O verão está a chegar ao fim. As redes sociais ainda estão repletas de fotografias dos nossos amigos, registadas em lugares mais ou menos extravagantes e exibindo, em comum, muitos sorrisos felizes. Os dias começam a encurtar, enquanto a cidade recupera as suas rotinas. Fazemos contas, com apreensão, aos acrescidos furos no cinto, e também à nossa vida, porque o subsídio de férias não chegou para as despesas.
Foi um verão como tantos outros. Houve quem se queixasse do calor e quem reclamasse do nevoeiro. Houve quem ficasse em solo pátrio e se arrependesse de ter comprado um automóvel elétrico, que os condenou a terríveis filas para carregamento. Houve ainda quem tenha desafiado a paciência nos infernos aeroportuários, para rumar ao estrangeiro. Agora, regressados a casa, já não somos turistas e podemos voltar a reclamar contra a turistificação.
A grande novidade foi o terramoto, que não chegou a assustar, tendo servido sobretudo para alimentar anedotas. Garantem-nos que o dispositivo de prevenção funcionou, mas todos sabemos o que teria sucedido se o sismo fosse de grau 7 em vez de se ficar pelo 5. O que vale é que os especialistas nos asseguram que foi bom este pequeno abalo ter acontecido, seja por razões científicas indecifráveis, seja por acreditarem que, pelo cálculo de probabilidades, a terra não deve voltar a tremer tão cedo.

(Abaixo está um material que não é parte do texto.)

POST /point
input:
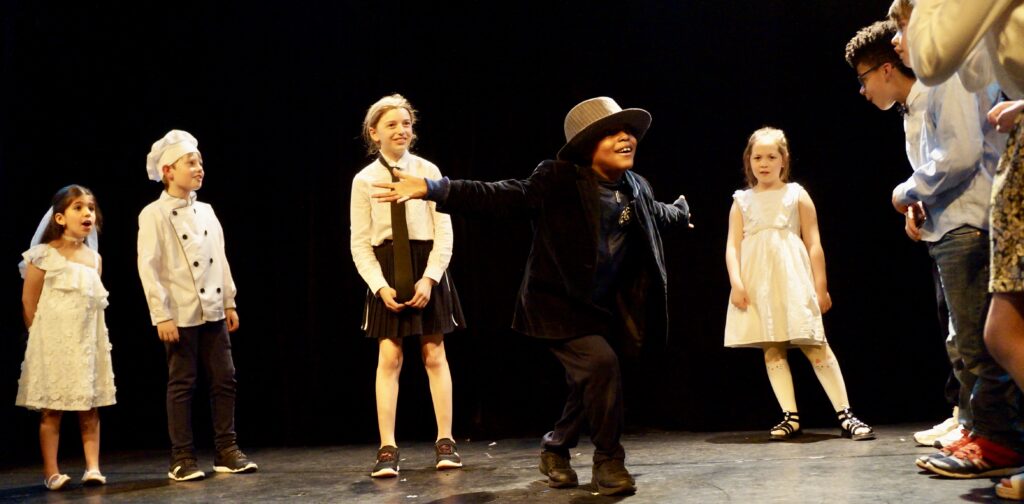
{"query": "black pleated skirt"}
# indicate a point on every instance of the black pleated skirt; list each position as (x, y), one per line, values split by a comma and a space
(441, 315)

Entretanto, o Ministério da Administração Interna foi assaltado. Pelos vistos, as instalações do ministério responsável pela nossa segurança são mais vulneráveis do que qualquer ourivesaria de bairro. Os ladrões eram idiotas, pois parece que se limitaram a roubar sucata informática. A Comissão Nacional de Proteção de Dados deve estar radiante porque as câmaras de vigilância não funcionaram, preservando-se assim o direito inatacável da ladroagem ao anonimato.

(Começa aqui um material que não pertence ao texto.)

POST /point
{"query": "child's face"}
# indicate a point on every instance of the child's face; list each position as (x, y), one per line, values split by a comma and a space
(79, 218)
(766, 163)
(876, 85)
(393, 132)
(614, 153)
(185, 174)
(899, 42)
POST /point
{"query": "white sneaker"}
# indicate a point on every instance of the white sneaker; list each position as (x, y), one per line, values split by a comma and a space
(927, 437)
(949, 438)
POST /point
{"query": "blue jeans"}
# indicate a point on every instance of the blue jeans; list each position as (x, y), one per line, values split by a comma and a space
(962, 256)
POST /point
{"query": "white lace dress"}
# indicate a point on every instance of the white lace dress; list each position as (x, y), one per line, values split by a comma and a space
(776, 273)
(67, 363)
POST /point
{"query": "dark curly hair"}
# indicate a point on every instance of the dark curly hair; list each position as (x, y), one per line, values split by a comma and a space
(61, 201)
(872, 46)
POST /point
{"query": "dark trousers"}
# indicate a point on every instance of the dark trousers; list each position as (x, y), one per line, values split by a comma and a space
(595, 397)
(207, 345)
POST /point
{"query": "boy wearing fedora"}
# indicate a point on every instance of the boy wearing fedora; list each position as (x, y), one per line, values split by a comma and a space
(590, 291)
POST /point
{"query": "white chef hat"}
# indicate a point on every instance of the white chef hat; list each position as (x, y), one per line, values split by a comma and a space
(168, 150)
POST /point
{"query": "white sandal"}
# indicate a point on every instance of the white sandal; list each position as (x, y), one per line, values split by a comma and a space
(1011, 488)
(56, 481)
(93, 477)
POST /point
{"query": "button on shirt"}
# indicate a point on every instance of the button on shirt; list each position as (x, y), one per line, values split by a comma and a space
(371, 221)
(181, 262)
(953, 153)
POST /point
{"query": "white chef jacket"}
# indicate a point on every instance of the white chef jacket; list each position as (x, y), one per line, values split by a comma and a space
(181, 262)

Na Madeira tivemos um grande incêndio a animar as televisões com relatos exaustivos sobre ‘meios’, ‘operacionais’ e ‘suspeitas de fogo posto’. Depois, descobriu-se que foi tão-só um episódio de estupidez coletiva, provocado pela idiotice de lançar foguetes numa das muitas festas hediondas que infernizam o nosso verão. Em nome do orgulho autonómico, Albuquerque tentou dispensar a ajuda daqueles a quem Jardim apelidava de ‘cubanos’ e não quer que Marcelo Rebelo de Sousa visite o ‘mato ardido’. Mas o que motivou as maiores críticas ao líder madeirense foi ter retomado as férias em Porto Santo, pouco depois de regressar brevemente ao Funchal para gerir a resposta ao incêndio e sem sequer se deslocar ao teatro de operações.

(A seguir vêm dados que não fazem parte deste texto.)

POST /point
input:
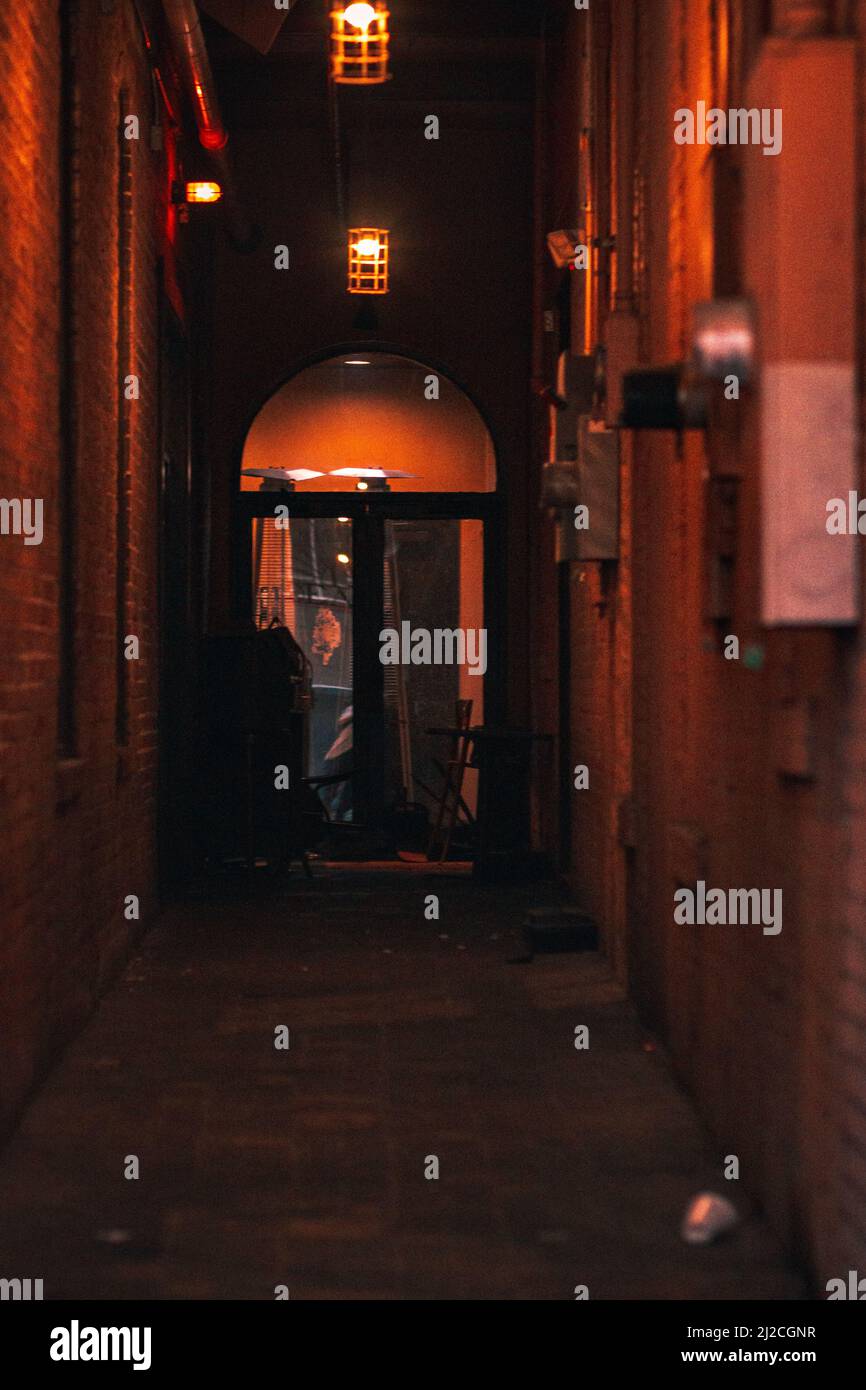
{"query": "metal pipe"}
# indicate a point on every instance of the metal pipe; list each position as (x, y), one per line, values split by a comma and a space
(624, 56)
(193, 63)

Curiosamente, Luís Montenegro foi criticado, e até ridicularizado, por ter tido uma presença ‘excessiva’ no palco operacional da tragédia do Douro. Neste caso, soubemos que as autoridades não atenderam o telefone a quem presenciou o acidente e socorreu o piloto. E também soubemos que os militares que morreram não tinham treino específico para reagir em situação de queda na água, ainda que se reconheça que de nada lhes teria valido face à violência do impacto. Faleceram homens que colocavam a vida em risco a debelar incêndios e que regressavam, aliás, de uma operação de combate a um fogo que, provavelmente, resultara de idiotice humana.
Sim, o país é sempre mais perigoso no verão. Morre-se nas estradas e nos incêndios, nas praias e nos rios. Supostamente, está a terminar a trágica silly season, anglicismo que quer dizer ‘época idiota’ ou ‘época dos idiotas’, e vamos entrar na rentrée, galicismo impronunciável para a maioria dos portugueses que significa ‘regresso’. Mas temo, pelo que vou lendo e ouvindo sobre linhas vermelhas, referendos e ultimatos, que esta seja uma silly rentrée.